Frank Furedi ("Get rid of those professional stabilisers", THES , October 17) may be right to suggest a counselling culture can cause some people to exaggerate their mental ill health and vulnerability, but he goes too far in denying the possibility that anyone might really be mentally ill or emotionally vulnerable.
As a student, I had major problems with the workload and social life. I did not see a counsellor or a doctor and dropped out. It was years later - when I ended up in hospital - that I learnt I had schizophrenia. I am back in higher education and doing well, but only because of university, doctor and counsellor support.
Furedi dismisses the idea that students might commit suicide or might need help for "depression and anxiety, as well as schizophrenia, bipolar, obsessive-compulsive and panic disorders", in effect accusing all mentally ill students of hypochondria, but these conditions are very real.

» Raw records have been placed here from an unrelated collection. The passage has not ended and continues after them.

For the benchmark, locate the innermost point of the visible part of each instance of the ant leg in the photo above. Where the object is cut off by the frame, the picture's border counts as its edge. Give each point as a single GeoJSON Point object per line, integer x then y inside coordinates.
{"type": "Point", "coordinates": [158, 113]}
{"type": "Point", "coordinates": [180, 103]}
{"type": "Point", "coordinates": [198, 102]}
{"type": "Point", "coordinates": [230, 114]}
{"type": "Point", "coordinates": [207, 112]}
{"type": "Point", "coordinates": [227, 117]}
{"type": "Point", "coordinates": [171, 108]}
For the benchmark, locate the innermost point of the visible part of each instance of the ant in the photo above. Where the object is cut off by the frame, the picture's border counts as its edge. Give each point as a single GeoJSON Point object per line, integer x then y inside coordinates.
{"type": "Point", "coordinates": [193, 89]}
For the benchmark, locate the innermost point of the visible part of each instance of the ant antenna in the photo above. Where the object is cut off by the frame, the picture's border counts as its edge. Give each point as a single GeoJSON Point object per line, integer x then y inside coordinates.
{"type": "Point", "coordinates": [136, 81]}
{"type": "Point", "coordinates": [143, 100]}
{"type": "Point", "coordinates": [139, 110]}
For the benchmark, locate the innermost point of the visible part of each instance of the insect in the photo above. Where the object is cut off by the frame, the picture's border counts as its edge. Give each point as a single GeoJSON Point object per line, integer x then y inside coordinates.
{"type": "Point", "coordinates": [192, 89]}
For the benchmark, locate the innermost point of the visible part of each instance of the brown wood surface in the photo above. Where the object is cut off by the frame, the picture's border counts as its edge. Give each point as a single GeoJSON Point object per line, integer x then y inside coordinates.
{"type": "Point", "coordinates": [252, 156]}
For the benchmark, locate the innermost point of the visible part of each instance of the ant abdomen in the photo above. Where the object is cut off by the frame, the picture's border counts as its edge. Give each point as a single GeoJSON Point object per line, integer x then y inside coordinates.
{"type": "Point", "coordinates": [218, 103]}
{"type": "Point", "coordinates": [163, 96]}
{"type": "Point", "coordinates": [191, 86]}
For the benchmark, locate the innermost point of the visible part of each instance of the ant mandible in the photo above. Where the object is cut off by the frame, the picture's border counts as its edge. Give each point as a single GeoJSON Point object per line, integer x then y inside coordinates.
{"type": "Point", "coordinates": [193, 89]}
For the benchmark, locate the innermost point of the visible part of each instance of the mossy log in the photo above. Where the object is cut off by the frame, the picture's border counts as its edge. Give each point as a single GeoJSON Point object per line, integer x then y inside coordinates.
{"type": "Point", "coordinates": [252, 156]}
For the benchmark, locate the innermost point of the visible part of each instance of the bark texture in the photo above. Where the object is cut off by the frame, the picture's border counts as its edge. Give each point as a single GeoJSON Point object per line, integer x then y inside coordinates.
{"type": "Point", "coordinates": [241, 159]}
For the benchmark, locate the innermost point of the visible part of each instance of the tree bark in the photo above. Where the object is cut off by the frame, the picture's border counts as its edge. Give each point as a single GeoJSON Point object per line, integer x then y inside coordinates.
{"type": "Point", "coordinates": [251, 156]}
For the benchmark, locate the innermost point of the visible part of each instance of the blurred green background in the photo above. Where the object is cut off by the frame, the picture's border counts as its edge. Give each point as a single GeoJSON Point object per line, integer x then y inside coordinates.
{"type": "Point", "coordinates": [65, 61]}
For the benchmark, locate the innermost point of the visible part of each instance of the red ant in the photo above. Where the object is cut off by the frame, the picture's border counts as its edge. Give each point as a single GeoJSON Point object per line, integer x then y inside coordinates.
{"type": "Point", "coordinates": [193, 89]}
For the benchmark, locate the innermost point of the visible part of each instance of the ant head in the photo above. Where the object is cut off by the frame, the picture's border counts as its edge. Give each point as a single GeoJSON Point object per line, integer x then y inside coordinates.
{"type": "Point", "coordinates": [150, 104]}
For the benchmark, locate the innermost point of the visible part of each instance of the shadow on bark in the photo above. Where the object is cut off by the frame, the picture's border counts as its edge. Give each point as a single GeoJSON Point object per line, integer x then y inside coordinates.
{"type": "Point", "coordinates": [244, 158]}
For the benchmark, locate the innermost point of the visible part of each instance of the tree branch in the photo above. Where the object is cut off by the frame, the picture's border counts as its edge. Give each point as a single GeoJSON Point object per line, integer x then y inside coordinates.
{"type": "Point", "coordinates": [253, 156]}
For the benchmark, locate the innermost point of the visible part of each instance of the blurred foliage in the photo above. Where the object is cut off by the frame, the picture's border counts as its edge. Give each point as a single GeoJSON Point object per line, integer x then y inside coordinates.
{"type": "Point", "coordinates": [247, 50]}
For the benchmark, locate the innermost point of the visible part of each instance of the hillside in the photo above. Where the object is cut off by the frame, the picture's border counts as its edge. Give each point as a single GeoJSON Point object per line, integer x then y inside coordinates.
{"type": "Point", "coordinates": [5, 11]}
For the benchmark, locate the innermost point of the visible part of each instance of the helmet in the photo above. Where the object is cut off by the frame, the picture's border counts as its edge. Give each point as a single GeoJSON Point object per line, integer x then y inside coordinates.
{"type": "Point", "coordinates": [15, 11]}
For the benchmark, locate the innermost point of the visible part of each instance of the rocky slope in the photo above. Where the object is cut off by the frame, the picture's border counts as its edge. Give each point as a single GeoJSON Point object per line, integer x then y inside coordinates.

If university counselling or support can stop one person from killing themselves or help one person to cope with their mental illness, surely this is a good thing? About 1 per cent of the population has schizophrenia; since universities have tens of thousands of students - hence hundreds of potential sufferers - this one mental illness alone should be enough to justify a university counselling service.
The anti-psychiatry movement, of which Furedi seems to be part, likes to pretend that mental illness is created by the people trying to help its victims. This is not true.